It has been a few weeks since we issued our #DigCiz call for thoughts on the question “What do we owe students when we collect their data?” and there have been a few responses. The call is in conjunction with the interactive presentation at the EDUCAUSE Annual Conference that I’ll be helping to facilitate with Michael Berman, Sundi Richard, and George Station. The session will be focused around breakout discussions both onground and online during the session. We don’t necessarily have “answers” here – the session (and the call) are more about asking the questions and having discussion. The questions are too big for one session and often there are not easy answers; so we released the call early hoping that people would respond before (or after) the session. I’ve yet to respond to it myself so I’m going to attempt to do that in this post.
The #DigCiz Call
We want the call to be open to everyone – even those who don’t know a ton about student data collection and we want people to respond using the tools and mediums that they like. We have had some great examples already and I wanted to thank those who have responded so far. I threw the call out to some of our students at SNC and I was super honored that Erica Kalberer responded with an opinion piece. Erica does not study analytics, she is not a data scientist or even a computer science major. She didn’t do any research for her post and it is an off the cuff, direct, and raw response from a student perspective – which I love.

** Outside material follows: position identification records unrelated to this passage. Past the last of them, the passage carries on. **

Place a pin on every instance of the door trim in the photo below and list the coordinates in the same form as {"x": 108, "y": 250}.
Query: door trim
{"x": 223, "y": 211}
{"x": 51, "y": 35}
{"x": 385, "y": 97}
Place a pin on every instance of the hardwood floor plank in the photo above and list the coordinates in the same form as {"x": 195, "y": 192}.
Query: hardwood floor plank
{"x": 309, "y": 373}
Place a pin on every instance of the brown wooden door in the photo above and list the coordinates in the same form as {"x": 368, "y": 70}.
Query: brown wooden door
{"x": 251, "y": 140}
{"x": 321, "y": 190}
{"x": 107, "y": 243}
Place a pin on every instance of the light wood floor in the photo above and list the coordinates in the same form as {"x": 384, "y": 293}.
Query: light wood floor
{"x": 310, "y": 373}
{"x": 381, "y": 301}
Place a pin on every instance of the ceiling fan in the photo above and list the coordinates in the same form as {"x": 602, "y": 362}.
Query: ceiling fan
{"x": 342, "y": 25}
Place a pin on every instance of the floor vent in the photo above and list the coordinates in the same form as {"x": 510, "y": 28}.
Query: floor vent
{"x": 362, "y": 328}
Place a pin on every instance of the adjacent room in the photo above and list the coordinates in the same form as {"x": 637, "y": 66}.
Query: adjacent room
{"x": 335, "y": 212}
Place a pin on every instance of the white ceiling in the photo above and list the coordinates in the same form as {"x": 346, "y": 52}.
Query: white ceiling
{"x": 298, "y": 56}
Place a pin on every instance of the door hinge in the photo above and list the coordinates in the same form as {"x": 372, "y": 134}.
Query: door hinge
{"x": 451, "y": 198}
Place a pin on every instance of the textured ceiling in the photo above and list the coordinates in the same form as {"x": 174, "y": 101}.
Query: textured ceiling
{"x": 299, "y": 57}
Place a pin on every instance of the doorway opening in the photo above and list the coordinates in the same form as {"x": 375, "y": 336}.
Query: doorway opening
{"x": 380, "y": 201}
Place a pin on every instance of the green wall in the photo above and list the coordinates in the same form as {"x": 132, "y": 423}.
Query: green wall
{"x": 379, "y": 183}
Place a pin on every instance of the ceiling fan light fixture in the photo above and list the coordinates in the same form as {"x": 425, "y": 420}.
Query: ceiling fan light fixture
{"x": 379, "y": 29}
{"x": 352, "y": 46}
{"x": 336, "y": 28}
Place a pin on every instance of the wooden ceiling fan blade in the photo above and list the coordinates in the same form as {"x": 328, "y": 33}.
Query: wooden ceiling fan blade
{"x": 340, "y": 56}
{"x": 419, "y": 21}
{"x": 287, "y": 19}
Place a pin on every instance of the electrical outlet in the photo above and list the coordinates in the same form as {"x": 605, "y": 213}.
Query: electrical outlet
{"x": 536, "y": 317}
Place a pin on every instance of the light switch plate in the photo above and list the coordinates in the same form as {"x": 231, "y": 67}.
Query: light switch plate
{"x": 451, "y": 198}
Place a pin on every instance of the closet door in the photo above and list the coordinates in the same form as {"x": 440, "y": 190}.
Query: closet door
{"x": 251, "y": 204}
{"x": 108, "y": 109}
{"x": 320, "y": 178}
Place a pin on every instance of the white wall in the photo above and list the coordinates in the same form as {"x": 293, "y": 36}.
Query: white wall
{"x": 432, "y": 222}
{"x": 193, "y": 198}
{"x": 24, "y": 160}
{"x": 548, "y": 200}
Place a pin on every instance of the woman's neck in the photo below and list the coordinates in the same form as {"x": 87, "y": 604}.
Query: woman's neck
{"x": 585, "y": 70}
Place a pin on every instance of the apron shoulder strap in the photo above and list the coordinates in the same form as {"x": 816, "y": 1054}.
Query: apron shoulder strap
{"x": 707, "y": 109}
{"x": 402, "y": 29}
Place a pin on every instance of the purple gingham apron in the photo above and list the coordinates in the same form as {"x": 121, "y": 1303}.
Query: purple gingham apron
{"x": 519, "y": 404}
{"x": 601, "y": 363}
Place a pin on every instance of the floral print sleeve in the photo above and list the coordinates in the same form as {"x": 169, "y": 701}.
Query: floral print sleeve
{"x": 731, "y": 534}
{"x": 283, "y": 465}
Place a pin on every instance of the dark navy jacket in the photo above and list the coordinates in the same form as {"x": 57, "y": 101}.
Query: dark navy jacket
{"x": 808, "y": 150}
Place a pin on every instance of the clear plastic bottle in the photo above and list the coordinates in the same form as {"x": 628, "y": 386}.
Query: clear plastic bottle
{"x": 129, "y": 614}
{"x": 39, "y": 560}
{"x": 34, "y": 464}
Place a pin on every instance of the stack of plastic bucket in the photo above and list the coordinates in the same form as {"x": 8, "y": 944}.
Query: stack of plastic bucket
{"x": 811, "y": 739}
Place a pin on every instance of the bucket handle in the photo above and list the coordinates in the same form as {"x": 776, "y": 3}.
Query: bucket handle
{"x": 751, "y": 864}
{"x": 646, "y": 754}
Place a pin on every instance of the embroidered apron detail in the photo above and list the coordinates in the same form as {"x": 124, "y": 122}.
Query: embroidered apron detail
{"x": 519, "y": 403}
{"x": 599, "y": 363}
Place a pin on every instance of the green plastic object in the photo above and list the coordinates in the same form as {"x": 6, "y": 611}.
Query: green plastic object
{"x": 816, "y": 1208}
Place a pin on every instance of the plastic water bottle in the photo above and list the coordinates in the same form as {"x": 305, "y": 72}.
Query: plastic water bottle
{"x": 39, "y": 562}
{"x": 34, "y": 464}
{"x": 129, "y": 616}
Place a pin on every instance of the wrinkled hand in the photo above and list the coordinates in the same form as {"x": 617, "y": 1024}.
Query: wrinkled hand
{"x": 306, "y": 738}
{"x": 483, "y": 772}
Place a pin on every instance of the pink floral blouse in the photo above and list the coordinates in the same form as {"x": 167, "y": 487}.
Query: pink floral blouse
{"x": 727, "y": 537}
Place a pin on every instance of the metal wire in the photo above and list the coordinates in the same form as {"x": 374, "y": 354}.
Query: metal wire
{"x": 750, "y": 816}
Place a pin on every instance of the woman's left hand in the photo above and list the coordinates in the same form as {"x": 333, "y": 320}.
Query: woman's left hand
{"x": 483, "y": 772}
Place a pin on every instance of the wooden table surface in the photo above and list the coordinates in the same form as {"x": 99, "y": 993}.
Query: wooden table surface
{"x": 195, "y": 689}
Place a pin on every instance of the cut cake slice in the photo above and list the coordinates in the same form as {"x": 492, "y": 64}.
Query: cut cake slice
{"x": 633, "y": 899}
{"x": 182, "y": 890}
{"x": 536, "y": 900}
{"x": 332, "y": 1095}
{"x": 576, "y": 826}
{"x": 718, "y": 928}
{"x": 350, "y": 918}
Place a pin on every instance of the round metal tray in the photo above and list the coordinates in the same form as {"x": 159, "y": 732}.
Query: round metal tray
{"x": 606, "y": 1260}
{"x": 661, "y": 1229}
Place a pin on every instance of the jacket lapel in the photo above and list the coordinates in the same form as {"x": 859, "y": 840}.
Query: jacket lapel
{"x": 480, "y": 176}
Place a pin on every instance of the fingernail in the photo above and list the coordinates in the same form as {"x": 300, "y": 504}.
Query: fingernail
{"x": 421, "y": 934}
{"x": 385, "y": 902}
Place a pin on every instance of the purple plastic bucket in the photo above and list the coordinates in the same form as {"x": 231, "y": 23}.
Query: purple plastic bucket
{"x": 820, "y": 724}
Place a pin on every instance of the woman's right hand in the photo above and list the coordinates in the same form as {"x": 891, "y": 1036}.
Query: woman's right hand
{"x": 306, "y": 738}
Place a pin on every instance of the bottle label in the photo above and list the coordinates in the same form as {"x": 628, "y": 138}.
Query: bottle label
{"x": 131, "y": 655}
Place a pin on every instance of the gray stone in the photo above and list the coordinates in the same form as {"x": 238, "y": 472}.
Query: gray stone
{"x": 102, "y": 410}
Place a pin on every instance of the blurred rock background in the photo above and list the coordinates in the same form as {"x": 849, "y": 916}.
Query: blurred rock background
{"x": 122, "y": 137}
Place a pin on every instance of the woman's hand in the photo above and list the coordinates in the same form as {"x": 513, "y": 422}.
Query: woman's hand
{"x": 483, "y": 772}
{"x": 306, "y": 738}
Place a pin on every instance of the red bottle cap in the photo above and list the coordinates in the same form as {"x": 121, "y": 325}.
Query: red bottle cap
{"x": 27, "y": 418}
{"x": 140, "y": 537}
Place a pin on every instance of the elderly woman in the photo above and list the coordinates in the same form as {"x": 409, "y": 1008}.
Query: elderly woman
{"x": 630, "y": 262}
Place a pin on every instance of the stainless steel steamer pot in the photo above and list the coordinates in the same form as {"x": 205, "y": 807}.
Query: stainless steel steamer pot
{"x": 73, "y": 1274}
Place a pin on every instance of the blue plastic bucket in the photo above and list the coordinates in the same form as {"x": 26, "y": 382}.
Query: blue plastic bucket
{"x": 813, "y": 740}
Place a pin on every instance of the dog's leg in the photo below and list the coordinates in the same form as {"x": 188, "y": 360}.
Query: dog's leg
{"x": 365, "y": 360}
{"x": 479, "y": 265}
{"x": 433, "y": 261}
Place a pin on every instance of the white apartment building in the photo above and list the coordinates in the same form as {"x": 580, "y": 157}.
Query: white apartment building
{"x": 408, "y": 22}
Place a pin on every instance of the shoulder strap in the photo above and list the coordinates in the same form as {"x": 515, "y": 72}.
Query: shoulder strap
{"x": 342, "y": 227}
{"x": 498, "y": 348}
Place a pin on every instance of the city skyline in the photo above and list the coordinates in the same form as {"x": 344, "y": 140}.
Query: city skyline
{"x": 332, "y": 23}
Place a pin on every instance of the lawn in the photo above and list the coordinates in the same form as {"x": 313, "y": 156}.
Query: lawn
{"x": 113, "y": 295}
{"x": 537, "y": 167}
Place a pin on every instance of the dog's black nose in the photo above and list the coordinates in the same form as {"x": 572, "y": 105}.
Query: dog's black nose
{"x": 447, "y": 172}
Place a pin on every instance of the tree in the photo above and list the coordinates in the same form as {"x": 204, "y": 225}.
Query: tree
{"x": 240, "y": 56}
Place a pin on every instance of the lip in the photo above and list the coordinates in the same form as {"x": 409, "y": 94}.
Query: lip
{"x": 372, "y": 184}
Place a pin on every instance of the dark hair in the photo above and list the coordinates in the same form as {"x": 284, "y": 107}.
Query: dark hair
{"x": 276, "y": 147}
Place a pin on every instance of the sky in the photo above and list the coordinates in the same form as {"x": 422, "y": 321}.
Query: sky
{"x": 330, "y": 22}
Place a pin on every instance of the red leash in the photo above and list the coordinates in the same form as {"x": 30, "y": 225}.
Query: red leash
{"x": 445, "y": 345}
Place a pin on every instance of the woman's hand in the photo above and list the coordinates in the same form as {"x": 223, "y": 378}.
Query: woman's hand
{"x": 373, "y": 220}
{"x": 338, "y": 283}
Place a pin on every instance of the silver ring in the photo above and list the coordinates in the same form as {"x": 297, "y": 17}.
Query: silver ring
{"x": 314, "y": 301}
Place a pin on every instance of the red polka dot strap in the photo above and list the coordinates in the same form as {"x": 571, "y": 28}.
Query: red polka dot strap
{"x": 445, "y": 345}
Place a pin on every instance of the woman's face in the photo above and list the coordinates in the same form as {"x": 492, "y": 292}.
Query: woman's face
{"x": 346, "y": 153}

Additionally, Nate Angell chose to leave a hypothesis annotation on the call itself over at digciz.org.
Nate points out that there are many “we”s who are collecting student data and that students often have no idea who the players are that would want to collect their data let alone what data is being collected and what could be done with it. What do we mean when we ask “What do WE owe students….” Who is this we? Instructional designers may answer these questions very differently than accreditors would, or as librarians would, or even as students themselves would. I hope that by hearing from different constituencies that we can bring together some common elements of concern.
Framing Things Up
I am really intrigued by our question but I also have some issues with it.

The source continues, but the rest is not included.